“Oh!” Bridget shrugged her shoulders contemptuously. “Another row! Bedroom untidy or something. I’m reported again; so I thought it was waste of time to listen to all Miss Ruggles’ talk, as well as Miss Brownrigg’s, this evening, and I came away in the middle.”

“Bid!”

“Well, you’d have thought I’d broken all the Ten Commandments, instead of leaving my brush and comb out of the bag! What idiots teachers are! They mix up all the big things with the little ones, as though they were all crimes equally. Oh! a boarding-school’s a beast of an institution! Worry, worry, worry, about trifles from morning till night. And Miss Brownrigg calls this ‘preparation for life.’ Does life mean tidy wardrobes, and words underlined with red ink without any smudges, and sums all worked the way of the book or else they’re not right even when the answers are the same? If so, I don’t think it’s worth preparing for.”

“Miss Ruggles isn’t worth exciting one’s self about,” returned the other girl, calmly.

“Not for you, of course. You haven’t any temper. But I’m not made like that. I go mad. I wish I didn’t.” She flung herself down on the seat beside her friend, and there was silence for a moment.
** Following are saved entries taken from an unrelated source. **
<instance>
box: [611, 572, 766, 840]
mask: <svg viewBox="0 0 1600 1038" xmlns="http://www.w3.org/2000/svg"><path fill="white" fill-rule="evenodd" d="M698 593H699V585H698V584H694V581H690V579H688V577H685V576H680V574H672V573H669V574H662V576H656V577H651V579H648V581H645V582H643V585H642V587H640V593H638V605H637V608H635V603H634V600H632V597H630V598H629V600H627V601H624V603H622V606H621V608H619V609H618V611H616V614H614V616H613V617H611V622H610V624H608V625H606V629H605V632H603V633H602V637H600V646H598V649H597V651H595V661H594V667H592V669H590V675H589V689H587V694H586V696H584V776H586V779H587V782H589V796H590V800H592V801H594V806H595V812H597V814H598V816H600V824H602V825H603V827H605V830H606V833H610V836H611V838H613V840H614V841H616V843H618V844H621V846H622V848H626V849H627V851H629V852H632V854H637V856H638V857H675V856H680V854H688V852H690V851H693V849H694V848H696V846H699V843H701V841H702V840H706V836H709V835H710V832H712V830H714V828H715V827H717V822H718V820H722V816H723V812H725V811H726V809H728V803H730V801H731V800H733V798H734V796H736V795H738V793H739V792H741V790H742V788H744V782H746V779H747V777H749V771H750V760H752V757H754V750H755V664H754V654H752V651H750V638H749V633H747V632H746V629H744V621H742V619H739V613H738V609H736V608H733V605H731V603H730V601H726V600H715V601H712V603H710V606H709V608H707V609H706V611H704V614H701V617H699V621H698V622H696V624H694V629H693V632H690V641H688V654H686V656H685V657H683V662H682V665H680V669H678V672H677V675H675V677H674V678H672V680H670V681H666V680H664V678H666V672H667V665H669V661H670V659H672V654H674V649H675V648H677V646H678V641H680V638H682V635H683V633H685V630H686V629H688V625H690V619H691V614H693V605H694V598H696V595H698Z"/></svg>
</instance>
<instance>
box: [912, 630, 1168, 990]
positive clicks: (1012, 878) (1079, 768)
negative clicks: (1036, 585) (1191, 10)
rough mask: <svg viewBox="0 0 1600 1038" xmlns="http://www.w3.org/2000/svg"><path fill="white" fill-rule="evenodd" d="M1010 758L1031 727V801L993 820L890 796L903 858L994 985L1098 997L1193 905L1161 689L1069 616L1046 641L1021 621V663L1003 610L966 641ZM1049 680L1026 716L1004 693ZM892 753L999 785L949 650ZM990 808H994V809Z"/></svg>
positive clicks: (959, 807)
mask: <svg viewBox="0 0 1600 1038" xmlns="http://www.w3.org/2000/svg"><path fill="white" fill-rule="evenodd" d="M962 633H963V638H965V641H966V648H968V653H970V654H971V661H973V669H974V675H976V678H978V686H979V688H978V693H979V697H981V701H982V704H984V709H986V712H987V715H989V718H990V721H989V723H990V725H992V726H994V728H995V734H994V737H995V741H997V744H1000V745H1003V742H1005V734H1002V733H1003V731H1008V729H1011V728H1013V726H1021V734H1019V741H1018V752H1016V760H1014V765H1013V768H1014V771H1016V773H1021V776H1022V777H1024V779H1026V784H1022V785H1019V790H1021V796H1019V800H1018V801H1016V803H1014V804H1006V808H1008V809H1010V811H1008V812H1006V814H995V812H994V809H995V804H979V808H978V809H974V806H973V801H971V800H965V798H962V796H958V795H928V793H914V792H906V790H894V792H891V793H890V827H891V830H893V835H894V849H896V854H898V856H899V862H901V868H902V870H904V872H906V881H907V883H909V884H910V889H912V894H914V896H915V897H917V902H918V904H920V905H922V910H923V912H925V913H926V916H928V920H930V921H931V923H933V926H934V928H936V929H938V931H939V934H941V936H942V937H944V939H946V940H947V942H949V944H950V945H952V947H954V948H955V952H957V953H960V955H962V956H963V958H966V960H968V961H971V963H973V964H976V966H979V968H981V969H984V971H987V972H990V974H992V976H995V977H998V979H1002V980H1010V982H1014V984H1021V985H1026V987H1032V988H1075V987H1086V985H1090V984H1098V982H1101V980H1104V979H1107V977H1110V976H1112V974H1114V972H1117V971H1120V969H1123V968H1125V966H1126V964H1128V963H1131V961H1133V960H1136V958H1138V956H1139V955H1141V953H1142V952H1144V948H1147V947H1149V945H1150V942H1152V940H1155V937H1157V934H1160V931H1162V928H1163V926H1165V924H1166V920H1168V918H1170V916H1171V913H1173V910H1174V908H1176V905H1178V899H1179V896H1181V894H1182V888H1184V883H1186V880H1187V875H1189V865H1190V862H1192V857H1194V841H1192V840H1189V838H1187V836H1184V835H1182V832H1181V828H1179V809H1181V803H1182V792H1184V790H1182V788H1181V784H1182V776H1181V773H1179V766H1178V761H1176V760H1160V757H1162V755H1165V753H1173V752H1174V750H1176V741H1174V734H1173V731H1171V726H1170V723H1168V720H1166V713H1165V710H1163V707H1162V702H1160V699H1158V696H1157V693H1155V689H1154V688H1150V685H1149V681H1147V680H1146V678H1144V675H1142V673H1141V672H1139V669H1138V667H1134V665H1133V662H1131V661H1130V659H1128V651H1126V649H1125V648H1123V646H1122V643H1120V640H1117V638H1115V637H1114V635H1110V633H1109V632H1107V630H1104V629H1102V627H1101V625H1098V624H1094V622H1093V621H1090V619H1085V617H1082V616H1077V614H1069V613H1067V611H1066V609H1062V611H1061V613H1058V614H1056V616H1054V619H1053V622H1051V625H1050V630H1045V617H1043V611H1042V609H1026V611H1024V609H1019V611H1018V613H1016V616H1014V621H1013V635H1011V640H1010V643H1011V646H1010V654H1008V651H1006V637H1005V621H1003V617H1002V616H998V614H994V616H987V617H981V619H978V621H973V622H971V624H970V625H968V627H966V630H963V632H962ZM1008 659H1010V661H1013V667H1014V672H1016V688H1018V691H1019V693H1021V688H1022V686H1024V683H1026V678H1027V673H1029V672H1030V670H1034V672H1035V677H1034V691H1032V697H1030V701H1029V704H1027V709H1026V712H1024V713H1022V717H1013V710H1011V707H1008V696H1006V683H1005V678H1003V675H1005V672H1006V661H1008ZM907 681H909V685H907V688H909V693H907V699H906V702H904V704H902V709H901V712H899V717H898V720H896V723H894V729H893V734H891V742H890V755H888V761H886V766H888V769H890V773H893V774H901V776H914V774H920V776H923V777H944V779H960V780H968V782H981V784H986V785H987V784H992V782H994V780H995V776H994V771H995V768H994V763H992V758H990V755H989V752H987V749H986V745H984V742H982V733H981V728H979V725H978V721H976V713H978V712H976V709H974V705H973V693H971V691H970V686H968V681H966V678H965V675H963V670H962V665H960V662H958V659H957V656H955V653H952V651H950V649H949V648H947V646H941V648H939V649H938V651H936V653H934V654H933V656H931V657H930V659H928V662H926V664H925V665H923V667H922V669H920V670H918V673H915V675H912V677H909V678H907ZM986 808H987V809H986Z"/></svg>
The sunshine filtered through the chinks in the pine-log roof of the summer-house, and fell in little pools and splashes of light on the table, and on the girls’ summer dresses. Shadows of the lime-trees outside danced lightly, and flickered on the rough walls, and brought a sense of dainty stir and flutter into the arbor.

Presently Bridget moved, and broke into a laugh.

“What a duffer Miss Ruggles is!” she exclaimed, her eyes dancing. “I’m so furious when rows are going on that I don’t notice the absurd things she says; but they come upon me afterwards. Just now, for instance, she said it was ‘my duty to keep my linen-drawer tidy, because Christ might come at any moment.’ I must put that in.”

“In? Where?”

Bridget started, and her color rose. “Oh! never mind!” she began.